Well, I have had a terrible 3 days and just signed on and read ALL these posts. I am thinking about a lot of things that you all wrote, very good points. And I will take responsibility that I was being passive aggressive when I asked about SD's meds because I was trying to prove a point that DH knows every minute detail of SD's needs and life, and knows very little about DD's. And I figured I could throw these passive aggressive barbs at him under the radar and DD would not pick up on it. But it was wrong of me to do and I definitely instigated things.
DH came back home after one night, which I previously posted that he apparently spent at BM's house with SD there also. I imagine he went in like a hurt puppy and had them comfort him, but I also believe that SD actually told him to come back home. SD loves DD very much and I know SD does not want our family to break apart because she has lived her whole life (since 1 year old) with divorced parents and has been going back and forth between houses for her entire life. I am so deeply disturbed however that he went to BM's house. He has promised me in the past that he was not discussing our marriage with BM, but of course he did that night he stayed there. It is humiliating to me that he went there, even if I am sure they had nothing sexual going on. Bottom line is that I let him come home because I did not want him to leave in a way that DD would feel responsible.

So when he came home I asked him where he had spent the night and he said "none of your business, I have a right to go to a safe place". Then we got into a brief discussion about how things went down that night and I said he needed to admit that he was 50% of the problem in this marriage, but he could not do it (nor has he ever, he has always maintained that all problems are my fault). He said I was just a "troublemaker" who was always instigating things and starting conflict.blah blah blah.

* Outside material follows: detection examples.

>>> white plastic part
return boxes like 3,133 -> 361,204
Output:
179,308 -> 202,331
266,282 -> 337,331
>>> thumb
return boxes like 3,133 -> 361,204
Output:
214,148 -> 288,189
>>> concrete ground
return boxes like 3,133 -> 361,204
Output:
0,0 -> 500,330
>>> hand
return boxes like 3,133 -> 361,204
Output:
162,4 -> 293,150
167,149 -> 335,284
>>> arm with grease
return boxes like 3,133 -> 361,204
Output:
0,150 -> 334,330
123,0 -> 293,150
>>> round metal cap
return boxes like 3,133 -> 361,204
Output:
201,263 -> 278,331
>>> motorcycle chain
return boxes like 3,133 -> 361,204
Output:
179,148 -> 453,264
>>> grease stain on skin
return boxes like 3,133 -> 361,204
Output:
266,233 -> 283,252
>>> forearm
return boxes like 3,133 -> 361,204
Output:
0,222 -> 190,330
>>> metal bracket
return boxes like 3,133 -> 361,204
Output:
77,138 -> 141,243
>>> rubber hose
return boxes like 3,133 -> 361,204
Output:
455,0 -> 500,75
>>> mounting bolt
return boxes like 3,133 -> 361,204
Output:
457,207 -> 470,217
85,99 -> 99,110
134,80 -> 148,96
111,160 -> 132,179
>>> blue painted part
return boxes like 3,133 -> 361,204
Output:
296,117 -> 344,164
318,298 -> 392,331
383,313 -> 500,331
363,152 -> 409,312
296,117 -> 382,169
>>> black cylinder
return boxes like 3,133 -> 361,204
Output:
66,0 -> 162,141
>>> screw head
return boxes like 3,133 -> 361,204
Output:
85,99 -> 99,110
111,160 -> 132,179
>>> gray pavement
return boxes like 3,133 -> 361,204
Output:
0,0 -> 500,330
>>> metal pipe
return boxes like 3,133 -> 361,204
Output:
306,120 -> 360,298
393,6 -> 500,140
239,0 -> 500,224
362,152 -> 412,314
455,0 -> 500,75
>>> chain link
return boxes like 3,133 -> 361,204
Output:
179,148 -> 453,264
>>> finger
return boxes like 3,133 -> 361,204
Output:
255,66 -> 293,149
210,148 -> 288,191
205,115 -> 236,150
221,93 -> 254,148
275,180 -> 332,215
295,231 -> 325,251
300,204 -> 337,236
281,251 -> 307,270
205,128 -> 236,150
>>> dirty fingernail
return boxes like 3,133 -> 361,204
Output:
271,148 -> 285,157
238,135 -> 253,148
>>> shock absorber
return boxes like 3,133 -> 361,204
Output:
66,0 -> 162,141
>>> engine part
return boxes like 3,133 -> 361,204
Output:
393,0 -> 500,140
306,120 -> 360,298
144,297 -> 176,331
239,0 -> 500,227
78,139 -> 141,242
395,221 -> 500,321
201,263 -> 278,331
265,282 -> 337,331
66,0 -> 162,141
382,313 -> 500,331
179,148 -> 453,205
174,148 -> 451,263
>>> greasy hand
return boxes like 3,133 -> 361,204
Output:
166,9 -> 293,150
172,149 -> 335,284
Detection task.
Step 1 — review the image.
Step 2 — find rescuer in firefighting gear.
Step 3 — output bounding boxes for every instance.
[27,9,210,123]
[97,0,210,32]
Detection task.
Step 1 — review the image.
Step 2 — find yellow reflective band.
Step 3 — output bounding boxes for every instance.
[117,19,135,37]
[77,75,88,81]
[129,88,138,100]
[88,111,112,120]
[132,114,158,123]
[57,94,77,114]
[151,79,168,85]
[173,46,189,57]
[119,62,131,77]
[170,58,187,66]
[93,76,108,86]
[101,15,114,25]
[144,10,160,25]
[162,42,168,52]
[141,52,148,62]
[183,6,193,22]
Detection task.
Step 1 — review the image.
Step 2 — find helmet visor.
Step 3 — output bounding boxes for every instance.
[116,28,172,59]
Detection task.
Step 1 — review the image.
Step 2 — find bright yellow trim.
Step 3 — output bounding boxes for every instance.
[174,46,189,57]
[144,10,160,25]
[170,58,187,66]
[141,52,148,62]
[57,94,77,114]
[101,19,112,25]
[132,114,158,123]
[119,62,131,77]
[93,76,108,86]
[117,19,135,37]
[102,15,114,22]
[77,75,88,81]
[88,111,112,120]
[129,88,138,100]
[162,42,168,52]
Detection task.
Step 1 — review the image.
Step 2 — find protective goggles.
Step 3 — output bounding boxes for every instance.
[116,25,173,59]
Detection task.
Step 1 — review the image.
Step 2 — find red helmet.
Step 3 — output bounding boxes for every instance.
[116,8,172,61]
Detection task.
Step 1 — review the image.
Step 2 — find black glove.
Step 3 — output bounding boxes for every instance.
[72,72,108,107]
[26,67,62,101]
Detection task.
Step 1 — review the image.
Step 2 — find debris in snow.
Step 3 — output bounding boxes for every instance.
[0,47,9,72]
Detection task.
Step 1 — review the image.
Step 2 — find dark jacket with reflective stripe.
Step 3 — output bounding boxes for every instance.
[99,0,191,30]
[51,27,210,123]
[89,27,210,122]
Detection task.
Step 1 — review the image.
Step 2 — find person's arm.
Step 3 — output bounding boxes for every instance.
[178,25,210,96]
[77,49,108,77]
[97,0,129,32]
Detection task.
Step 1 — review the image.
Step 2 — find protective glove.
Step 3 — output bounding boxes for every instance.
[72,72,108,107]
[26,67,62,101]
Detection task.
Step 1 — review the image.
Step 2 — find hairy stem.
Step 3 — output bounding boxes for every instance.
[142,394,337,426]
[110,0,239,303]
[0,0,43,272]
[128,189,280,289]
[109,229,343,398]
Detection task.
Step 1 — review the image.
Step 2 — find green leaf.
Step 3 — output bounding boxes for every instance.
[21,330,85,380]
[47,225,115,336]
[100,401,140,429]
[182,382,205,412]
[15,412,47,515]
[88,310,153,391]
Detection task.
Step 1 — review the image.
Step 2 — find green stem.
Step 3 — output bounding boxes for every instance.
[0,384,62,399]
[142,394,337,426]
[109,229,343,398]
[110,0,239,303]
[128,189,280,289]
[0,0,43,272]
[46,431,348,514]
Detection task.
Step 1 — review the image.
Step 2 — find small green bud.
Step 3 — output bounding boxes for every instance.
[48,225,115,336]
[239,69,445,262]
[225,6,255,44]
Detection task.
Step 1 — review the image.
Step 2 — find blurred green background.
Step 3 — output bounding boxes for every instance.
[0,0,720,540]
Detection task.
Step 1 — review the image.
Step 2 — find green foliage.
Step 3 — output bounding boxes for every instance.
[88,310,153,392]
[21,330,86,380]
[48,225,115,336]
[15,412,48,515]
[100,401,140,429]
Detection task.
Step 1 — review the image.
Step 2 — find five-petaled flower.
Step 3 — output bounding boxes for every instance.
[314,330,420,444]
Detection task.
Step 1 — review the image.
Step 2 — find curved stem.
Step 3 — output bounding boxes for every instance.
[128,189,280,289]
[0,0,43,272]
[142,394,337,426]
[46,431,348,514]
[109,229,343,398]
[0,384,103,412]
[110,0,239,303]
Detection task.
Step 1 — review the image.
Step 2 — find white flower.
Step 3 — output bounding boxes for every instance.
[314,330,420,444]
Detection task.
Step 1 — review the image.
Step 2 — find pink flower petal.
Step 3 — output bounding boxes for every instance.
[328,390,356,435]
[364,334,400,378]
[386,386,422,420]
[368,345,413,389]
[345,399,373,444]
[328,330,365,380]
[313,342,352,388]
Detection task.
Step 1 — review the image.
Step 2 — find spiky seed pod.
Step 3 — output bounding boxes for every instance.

So the fact that he hit our daughter in the head and then told her he was moving out, that fact that he refuses to accept any responsibility for the fact that his actions cause harm in our marriage, and the fact that he went to BMs house after a big fight, has made me want him gone and actually regretful that he came back. But I"ve decided to lay low for at least a month. I called an attorney and will be seeing them next week. And meanwhile I'm trying to fade quietly into the background for a few weeks so that DD does not associate herself with any separation that will occur. I just don't know if I'll be able to do it when push comes to shove. Friends that see us together think we are such a great couple, and don't now half of what goes on in our house. I'm actually afraid of kicking him out and having life be so shitty (for a variety of reasons) that I start thinking 'why couldn't I just keep my mouth shut and live my life without getting in his way etc etc.. I am working on a plan and working up my courage. Thank you for all the advice and certainly I'll take to heart any more thoughts that anyone has.

Imastep's picture

Generic, I forgot to also say that when he texted me about going to the HH, I blew a gasket and texted him back a nastygram about how he was supposed to have taken DD to the dr and had I known he was going to a HH I would have not taken her. But I did not want DD to know what was going on so I just texted and did not call him etc. He texted me back that I should "give him a fucking break", he would only be 5 min late for our planned family dinner. So when I walked in the door, I was mad but I didn't want DD to know and thats when I started with the passive aggressive questions about SD's meds, and it went downhill from there. So its not like he didn't know I was mad about the HH, etc.

JustAgirl42's picture

You don't need to explain anything, he should NEVER have laid his hands on your daughter!

No matter what you did - instigating, yelling, blaming, WHATEVER...he was WRONG!

Generic's picture

Look he sounds like a total dickhead. He actually sounds like he's bordering or teetering on being a full time abuser. I say you've been warned enough and it's time to get out.

mannin's picture

My heart goes out to your DD. You and your DH have serious issues and your DD is stuck in the middle of it.

All this abuse, fighting, and drama is unfair to her. DH is abusive and you let him get away with it by making excuses and by letting him come back. Ridiculous.